One of my biggest pet peeves are bad tattoos. And the WORST tattoos are the ones that people think look cool, but they have no idea of the significance behind them. For example, all of the old sailor tattoos that are SO ridiculously popular: Nautical stars, anchors, swallows, etc. Do you think these 18 years olds with swallows tattooed on their chests have any idea of the importance of a swallow? The reason swallows were so important to sailors is because if you were lost at sea, spotting a swallow meant they were near land. Sailors also got a swallow tattoed on their chest after sailing a certain amount of nautical miles (5000 miles per swallow, I believe). So everytime I see people with tattoos that they obviously have no idea behind the meaning, I want to bitch slap them. Remember when it was the coolest thing ever to get a chinese character tattooed on your body? Even though you are whiter then white, have never been out of the USA and have zero interest in Asian culture? Well, I think this story is pretty funny...
"Pitt junior Brandon Smith wanted a tattoo that proclaimed his manliness, so he decided to get the Chinese characters for 'strength' and 'honor' on his chest. After 20 minutes under the needle of local tattoo artist Andy Sakai, he emerged with the symbol for 'small penis' embedded in his flesh.
"I had it for months before I knew what it really meant," Smith said.
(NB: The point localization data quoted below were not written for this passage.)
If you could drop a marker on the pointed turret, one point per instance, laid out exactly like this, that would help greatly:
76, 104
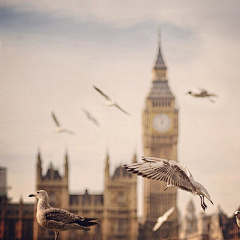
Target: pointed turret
107, 167
134, 159
160, 69
39, 166
66, 165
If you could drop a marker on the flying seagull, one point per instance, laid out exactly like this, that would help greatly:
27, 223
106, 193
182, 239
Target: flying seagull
58, 128
163, 219
174, 173
202, 94
109, 102
90, 117
57, 219
237, 214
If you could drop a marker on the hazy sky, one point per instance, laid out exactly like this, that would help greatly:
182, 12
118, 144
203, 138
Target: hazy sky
52, 53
"Then I went jogging through the Carnegie Mellon campus and a group of Asian kids started laughing and calling me 'Shorty'. That’s when I knew something was up."
Sakai, an award-winning tattoo artist, was tired of seeing sacred Japanese words, symbols of his heritage, inked on random white people. So he used their blissful ignorance to make an everlasting statement. Any time a customer came to Sakai's home studio wanting Japanese tattooed on them, he modified it into a profane word or phrase.
"All these preppy sorority girls and suburban rich boys think they're so cool because they have a tattoo with Japanese characters. But it doesn’t mean shit to them!" Sakai said. "The dumbasses don't even realize that I've written 'slut' or 'pervert' on their skin!"
In the last month, seven people unknowingly received explicit tattoos from the disgruntled artist. Kerri Baker, a Carlow College freshman, paid $50 to have the symbols for 'beautiful goddess' etched above her belly button, but when she went into Szechuan Express Asian Noodle Shop sporting a bare midriff, the giggling employees explained to her that the tattoo really said, 'Insert General Tso’s Chicken Here!'
"I don't even like General Tso's!" Baker sobbed. "I'm a vegetarian!"
Sakai doesn't feel guilty about using hapless college students as canvases for his graffiti.
"I think I'm helping my fellow man by labeling all the stupid people in the world," he explained. "It's not a crime, it's a public service."